What is probation before judgment?
Probation before judgment (PBJ) provides a means for a first offender to avoid having a conviction entered against him or her. PBJ works as follows:
- The offender enters a plea of guilty or nolo contendere.
- The Court defers further proceedings and the entry of a judgment of conviction against the offender.
- The Court places the offender on probation for a period of time with such terms and conditions as the Court decides are appropriate.
- If the offender complies with the terms and conditions, at the end of the period of probation, no conviction will be entered on the record.
Am I eligible for probation before judgment?
You may be eligible if you are charged with a violation or misdemeanor offense under Titles 4, 7, 11, or with certain violations or misdemeanors under title 21 (not violations of §§ 2701, 2756, 4103, 4175, 4177, 4201, 4202, or any violation of chapter 67, of Title 21). You are not eligible if your offense falls under the following programs: first offenders domestic violence diversion program (§ 1024 of title 10); conditional discharge for issuing a bad check as a first offense (§ 900A of Title 11); first offenders controlled substances diversion program (§ 4764 of Title 16); or first offenders program for driving while intoxicated (§ 4177B of Title 21).

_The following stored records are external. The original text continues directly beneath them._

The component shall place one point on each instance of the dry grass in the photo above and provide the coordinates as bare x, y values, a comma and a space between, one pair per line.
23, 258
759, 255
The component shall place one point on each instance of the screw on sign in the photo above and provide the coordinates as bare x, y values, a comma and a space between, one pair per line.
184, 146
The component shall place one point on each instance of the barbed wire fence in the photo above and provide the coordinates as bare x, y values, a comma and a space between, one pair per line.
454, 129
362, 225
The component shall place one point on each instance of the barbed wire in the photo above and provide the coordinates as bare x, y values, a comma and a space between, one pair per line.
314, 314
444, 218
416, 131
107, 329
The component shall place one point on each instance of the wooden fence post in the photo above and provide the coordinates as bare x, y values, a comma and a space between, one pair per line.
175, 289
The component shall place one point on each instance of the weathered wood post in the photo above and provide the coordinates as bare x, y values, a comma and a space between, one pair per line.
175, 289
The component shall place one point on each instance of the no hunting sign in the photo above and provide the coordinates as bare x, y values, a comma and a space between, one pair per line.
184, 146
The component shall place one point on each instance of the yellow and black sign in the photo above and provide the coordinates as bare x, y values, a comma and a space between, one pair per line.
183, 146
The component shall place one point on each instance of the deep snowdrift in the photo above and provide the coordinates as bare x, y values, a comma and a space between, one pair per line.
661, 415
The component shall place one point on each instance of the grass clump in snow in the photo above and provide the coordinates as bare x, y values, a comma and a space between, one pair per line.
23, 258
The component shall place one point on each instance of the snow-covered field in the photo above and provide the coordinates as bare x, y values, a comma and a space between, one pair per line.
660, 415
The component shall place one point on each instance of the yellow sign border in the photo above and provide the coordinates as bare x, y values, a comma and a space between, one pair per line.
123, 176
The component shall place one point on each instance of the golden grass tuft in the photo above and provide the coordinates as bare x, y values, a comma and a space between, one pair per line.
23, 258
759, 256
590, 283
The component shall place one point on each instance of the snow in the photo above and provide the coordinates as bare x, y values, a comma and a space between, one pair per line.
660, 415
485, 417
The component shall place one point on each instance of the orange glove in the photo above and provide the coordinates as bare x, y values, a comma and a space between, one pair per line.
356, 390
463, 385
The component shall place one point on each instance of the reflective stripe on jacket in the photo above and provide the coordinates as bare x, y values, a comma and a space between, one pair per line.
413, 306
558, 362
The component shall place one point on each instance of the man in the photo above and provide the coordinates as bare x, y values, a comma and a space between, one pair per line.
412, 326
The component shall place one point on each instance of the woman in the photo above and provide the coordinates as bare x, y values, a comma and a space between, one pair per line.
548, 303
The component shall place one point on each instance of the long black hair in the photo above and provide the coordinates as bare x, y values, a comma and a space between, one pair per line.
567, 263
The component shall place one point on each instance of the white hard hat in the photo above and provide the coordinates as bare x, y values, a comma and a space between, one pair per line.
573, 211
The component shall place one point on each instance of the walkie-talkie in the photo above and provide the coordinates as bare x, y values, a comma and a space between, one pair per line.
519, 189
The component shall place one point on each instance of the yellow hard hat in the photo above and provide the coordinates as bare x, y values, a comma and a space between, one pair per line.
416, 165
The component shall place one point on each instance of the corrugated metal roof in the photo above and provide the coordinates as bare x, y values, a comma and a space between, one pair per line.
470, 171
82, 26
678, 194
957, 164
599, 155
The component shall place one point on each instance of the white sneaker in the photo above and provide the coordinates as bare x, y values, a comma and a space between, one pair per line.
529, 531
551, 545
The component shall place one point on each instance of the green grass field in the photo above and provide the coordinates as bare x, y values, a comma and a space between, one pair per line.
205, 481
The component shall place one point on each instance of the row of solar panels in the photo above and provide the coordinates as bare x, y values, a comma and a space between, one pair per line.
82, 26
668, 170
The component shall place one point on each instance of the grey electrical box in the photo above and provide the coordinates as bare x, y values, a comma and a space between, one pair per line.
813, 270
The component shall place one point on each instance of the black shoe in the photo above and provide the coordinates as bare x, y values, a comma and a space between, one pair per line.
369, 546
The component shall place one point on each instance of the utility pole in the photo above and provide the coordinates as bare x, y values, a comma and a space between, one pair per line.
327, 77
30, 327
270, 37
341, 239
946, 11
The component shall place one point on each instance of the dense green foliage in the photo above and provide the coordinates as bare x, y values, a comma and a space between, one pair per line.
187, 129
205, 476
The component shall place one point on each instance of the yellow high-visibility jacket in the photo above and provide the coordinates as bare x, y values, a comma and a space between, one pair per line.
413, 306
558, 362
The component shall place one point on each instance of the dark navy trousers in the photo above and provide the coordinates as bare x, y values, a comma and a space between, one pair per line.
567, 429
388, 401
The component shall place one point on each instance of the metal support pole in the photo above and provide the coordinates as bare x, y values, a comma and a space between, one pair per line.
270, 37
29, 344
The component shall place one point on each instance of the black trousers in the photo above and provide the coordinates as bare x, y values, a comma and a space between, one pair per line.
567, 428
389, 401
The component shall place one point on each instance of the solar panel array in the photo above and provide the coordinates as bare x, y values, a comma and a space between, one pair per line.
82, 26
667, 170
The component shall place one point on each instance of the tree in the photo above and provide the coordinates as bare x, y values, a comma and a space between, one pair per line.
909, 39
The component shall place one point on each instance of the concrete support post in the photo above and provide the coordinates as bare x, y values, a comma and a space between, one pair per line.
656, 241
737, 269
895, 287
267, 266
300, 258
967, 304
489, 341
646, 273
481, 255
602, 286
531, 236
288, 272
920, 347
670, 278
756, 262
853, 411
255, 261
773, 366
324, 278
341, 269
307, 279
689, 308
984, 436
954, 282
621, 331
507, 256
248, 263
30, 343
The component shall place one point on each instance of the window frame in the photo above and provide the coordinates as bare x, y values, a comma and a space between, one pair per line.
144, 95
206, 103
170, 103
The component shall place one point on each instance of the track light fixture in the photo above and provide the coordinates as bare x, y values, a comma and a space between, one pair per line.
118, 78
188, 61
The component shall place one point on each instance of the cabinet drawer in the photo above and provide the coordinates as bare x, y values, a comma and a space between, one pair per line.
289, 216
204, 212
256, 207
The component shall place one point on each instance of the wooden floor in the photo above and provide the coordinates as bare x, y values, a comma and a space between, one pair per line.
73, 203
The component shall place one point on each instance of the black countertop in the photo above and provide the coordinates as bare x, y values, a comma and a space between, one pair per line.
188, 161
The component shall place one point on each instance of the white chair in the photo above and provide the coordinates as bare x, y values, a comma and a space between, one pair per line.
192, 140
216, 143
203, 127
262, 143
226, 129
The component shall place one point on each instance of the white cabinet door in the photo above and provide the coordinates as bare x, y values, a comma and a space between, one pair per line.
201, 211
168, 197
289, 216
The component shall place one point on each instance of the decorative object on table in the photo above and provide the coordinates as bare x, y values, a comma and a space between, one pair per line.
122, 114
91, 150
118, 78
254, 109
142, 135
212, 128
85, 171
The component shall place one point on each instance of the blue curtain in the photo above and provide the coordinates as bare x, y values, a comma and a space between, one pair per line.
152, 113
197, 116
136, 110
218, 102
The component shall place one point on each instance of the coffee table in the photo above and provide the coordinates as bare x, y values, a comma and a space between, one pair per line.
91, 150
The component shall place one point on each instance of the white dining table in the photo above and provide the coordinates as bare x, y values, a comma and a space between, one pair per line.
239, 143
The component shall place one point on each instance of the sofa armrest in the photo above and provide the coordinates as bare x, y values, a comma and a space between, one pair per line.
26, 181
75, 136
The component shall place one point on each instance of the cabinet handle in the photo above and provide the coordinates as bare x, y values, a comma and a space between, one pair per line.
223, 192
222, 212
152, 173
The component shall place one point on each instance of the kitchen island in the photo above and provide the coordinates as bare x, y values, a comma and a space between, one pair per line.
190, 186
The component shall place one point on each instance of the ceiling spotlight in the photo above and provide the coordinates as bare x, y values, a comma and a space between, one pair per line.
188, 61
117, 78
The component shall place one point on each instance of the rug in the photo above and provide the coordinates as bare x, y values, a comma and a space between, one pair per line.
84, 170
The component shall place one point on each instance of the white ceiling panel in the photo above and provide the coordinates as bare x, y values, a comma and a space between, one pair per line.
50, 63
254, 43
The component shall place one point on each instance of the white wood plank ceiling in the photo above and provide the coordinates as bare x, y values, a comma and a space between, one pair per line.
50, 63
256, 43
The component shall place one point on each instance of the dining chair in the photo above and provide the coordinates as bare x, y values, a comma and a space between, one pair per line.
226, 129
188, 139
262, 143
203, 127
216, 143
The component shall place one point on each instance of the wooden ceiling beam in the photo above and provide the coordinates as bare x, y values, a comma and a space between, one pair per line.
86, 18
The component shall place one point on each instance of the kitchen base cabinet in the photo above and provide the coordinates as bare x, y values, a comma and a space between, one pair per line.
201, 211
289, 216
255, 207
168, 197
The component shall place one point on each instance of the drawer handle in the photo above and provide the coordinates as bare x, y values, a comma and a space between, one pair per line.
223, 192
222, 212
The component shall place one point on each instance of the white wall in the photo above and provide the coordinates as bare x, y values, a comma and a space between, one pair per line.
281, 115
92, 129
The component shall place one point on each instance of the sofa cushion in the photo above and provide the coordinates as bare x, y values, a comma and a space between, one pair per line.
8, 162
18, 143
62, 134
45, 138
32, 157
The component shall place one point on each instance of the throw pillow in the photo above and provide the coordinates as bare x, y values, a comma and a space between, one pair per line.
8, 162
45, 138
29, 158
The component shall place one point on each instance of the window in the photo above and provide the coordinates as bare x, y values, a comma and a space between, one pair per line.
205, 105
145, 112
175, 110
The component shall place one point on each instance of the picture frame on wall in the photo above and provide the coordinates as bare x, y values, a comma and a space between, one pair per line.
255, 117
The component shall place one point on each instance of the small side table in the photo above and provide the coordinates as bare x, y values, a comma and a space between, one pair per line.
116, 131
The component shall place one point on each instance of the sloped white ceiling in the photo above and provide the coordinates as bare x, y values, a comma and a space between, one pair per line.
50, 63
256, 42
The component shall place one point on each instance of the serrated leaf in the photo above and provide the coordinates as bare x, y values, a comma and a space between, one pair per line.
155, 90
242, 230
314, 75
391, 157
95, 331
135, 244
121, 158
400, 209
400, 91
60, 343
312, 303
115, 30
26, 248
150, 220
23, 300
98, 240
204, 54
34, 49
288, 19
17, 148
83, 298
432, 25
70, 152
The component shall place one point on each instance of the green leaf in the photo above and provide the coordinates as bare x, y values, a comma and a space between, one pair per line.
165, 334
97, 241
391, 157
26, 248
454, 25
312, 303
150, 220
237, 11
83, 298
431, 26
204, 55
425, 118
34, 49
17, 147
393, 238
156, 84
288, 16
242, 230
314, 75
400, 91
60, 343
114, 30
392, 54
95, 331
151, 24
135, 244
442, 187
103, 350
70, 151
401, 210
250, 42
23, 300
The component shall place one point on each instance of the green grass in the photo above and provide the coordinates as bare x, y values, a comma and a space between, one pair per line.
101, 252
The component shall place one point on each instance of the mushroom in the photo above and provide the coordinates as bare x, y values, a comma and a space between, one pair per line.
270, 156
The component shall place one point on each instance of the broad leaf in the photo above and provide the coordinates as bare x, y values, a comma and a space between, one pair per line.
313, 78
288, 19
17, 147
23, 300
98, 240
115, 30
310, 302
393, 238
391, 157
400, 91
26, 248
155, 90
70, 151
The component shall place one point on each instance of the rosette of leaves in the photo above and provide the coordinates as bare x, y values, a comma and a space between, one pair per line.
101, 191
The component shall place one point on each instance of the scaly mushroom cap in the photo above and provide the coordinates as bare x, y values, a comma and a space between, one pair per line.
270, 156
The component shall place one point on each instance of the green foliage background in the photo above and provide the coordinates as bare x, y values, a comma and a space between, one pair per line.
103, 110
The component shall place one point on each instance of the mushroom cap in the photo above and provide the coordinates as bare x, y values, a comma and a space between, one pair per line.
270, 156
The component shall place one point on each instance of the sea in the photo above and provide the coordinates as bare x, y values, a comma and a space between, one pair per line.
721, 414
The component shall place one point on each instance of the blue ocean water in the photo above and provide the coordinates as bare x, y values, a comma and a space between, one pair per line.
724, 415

You are not eligible if you are currently serving a sentence of incarceration, or are on probation, on parole, or on early release of any type imposed for another offense.
You are not eligible if you have entered the PBJ program for any offense within five years of the current offense.
You are not eligible if you have been convicted of certain offenses.
If you are otherwise eligible, you must still have the consent of the State and the Court to your entry into the PBJ program.
What previous convictions make me ineligible for PBJ?
If you are presently charged with a TITLE 11 criminal offense, you are NOT eligible to enter into PBJ for that offense if:
- You have ever been convicted of a violent felony, as defined by 11 Del.C. § 4201(c), or
- You have been convicted of a non-violent felony within ten years of the date of the alleged offense, or
- You have been convicted of a Title 11 misdemeanor offense within five years of the date of the alleged offense.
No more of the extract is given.